“I—I— Oh, my good land!” she wailed.
“Answer!”
“Father—father!” cried Lulie. “Don’t talk so! Don’t act so!”
“Act so! Be still! Let me alone, Martha Phipps! This woman here is a cheat. She’s a liar! How do I know? Don’t ask such fool questions. I know because—because she says my wife—Julia—my wife—tells me to sell my four hundred shares of Wellmouth Development stock—”
“Yes, of course. But, perhaps—”
“There ain’t any perhaps. You, woman,” addressing the cowering medium, “didn’t you say that?”
“Yes—oh, yes, Cap’n Jeth, I said it. Please don’t!”
“And you pretended my dead wife’s spirit said it, didn’t you?”
“Yes. Yes, she did. Oh—oh—”
“She did not! Listen, all of you!” with scornful disgust. “Listen! That four hundred shares of Development stock this—this critter here says Julia knows I’ve got and wants me to sell to Raish Pulcifer I sold two months ago. Yes, by the everlastin’, I sold ’em! And—eh? Yes, there he is. I sold ’em to that Bangs man there. He knows it. He’ll tell you I did. . . . And now this swindler, this cheat, she—she— Who put you up to it? Who did? Was it Pulcifer?”
Marietta began to sob. “Ye-es, yes,” she faltered. “He—he said he—”

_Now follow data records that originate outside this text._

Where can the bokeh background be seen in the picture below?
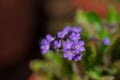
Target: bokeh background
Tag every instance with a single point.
(25, 22)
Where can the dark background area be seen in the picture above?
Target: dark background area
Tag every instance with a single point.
(23, 22)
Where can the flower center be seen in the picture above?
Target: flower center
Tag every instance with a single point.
(77, 46)
(68, 46)
(69, 52)
(59, 45)
(47, 47)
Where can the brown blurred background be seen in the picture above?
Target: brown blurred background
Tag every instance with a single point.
(24, 22)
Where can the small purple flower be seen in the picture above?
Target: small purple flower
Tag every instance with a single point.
(67, 29)
(68, 54)
(74, 36)
(78, 46)
(49, 38)
(61, 34)
(76, 29)
(45, 46)
(106, 41)
(67, 44)
(78, 57)
(57, 44)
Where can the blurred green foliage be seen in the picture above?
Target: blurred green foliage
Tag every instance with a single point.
(98, 60)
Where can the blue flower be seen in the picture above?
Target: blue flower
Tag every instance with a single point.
(76, 29)
(49, 38)
(67, 29)
(45, 46)
(74, 36)
(106, 41)
(67, 44)
(78, 46)
(68, 54)
(61, 34)
(78, 57)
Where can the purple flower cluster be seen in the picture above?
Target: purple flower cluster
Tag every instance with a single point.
(106, 41)
(68, 41)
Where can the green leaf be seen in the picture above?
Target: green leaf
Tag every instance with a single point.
(95, 21)
(95, 75)
(36, 65)
(81, 17)
(112, 15)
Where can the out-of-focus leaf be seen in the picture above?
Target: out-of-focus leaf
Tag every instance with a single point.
(112, 15)
(90, 54)
(95, 21)
(81, 17)
(107, 78)
(36, 65)
(112, 52)
(104, 33)
(95, 75)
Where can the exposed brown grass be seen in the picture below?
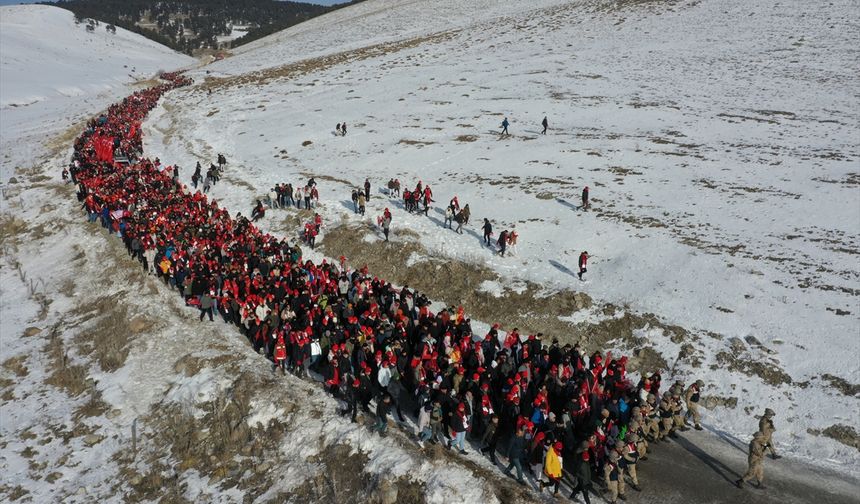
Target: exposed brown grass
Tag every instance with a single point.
(304, 67)
(16, 366)
(71, 378)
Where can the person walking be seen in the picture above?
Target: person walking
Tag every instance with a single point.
(516, 455)
(383, 408)
(692, 397)
(386, 223)
(459, 426)
(582, 473)
(488, 232)
(755, 460)
(502, 242)
(583, 263)
(449, 216)
(552, 468)
(490, 438)
(613, 476)
(206, 304)
(765, 426)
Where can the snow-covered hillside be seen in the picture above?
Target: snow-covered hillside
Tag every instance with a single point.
(52, 70)
(719, 140)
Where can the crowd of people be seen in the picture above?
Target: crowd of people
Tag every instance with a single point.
(557, 411)
(287, 196)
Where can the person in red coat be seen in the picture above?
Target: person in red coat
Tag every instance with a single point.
(280, 355)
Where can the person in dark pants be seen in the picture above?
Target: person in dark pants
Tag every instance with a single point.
(488, 231)
(206, 304)
(352, 396)
(383, 408)
(490, 438)
(516, 455)
(583, 263)
(582, 473)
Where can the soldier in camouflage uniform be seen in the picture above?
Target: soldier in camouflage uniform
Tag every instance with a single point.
(678, 407)
(692, 397)
(765, 426)
(667, 412)
(755, 460)
(651, 418)
(613, 476)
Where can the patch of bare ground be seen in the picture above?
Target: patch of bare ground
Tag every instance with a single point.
(308, 66)
(16, 366)
(532, 310)
(844, 434)
(219, 444)
(417, 143)
(769, 372)
(842, 385)
(326, 178)
(108, 341)
(71, 378)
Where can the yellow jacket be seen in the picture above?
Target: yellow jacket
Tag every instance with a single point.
(552, 464)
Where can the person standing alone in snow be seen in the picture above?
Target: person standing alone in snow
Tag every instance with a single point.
(583, 263)
(386, 223)
(488, 232)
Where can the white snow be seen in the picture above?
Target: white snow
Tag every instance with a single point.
(719, 140)
(694, 231)
(54, 73)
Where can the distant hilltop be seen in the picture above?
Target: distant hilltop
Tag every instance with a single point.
(197, 27)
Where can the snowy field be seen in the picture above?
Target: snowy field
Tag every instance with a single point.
(53, 73)
(719, 140)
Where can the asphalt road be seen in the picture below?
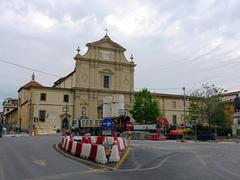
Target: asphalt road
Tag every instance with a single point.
(34, 158)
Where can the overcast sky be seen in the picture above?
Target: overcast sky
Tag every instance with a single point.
(174, 43)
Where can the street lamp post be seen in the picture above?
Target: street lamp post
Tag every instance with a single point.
(184, 103)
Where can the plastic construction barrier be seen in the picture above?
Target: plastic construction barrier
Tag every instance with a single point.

“I thought so. And you pretended ’twas my—my Julia, my wife. . . . Oh, my God! And you’ve been pretendin’ all the time. ’Twas all cheatin’ and lies, wasn’t it? She—she never come to you. She never told you nothin’. Ain’t it so?”
Poor, publicity-loving, sensation-loving Marietta’s nerve was completely gone. She sobbed wildly.
“Oh—oh, I guess so. I—I guess likely ’twas,” she wailed. “I—I don’t know. I only—”
Captain Jethro took his hand from her shoulder. He staggered a little.
“Get out of my house!” he ordered. “Out of my house—all of you. You’re all liars and cheats together. . . . Oh, Julia! Oh, my Lord above!”
He collapsed in a chair and put his hands to his head. Lulie, the tears streaming down her face, tried to comfort him. Martha, also weeping, essayed to help. Cabot, walking over to where his cousin was standing, laid a hand on his arm. Galusha, pale and wan, looking as if the world had slipped from under him and he was left hanging in cold space, turned a haggard face in his direction.
“Well, Loosh,” said Cousin Gussie, dryly, “I think you and I had better go home, hadn’t we? This has been an interesting evening, an—ah—illuminating evening. You appear to be the only person who can add to the illumination, and—well, don’t you think it is time you did?”
CHAPTER XXI
Galusha did not answer. He regarded his relative vacantly, opened his mouth, closed it, sighed and turned toward the dining room. By this time most of the congregation were already in the yard and, as Cabot and his companion emerged into the dripping blackness of out-of-doors, from various parts of that blackness came the clatter of tongues and the sound of fervent ejaculations and expressions of amazement.